Produced by: Manoj Kumar
A 101-kg, 18-karat gold toilet sells for ₹1.21 crore at Sotheby’s, turning a functional bathroom fixture into the most provocative satire of superwealth this auction season.
Maurizio Cattelan—yes, the artist who taped a banana to a wall—returns to the spotlight as bidders scramble for his newest critique of capitalism masked as a working toilet.
The same golden commode once cheekily offered to President Donald Trump instead of a Van Gogh resurfaces at auction, carrying years of art-world snark and political subtext.
A Gustav Klimt portrait triggers a 20-minute bidding war at Sotheby’s, smashing records at $236 million and overshadowing nearly everything—except, ironically, a toilet.
Klimt’s portrait of Elisabeth Lederer, one of the few pieces to survive wartime fires, reemerges as a pristine relic of a vanished Austrian art lineage.

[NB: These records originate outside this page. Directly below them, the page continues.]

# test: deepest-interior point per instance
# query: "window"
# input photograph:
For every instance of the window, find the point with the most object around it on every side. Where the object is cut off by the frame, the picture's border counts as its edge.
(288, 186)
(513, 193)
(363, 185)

The Klimt masterpiece comes from the estate of billionaire Leonard A. Lauder, tying the sale to a fading generation of private collectors who shaped global art markets.
Cattelan’s twin golden toilet—stolen from Blenheim Palace, Churchill’s birthplace—remains missing, with investigators suspecting it was melted down in a scheme straight out of a heist film.
Two men were convicted in the audacious loo theft, but authorities still can’t trace the vanished gold, turning the case into one of Britain’s strangest unsolved art crimes.
Sotheby’s stages “America” like a blockbuster prop, using the golden toilet’s notoriety to ignite fresh debates about art as satire, commodity, and spectacle.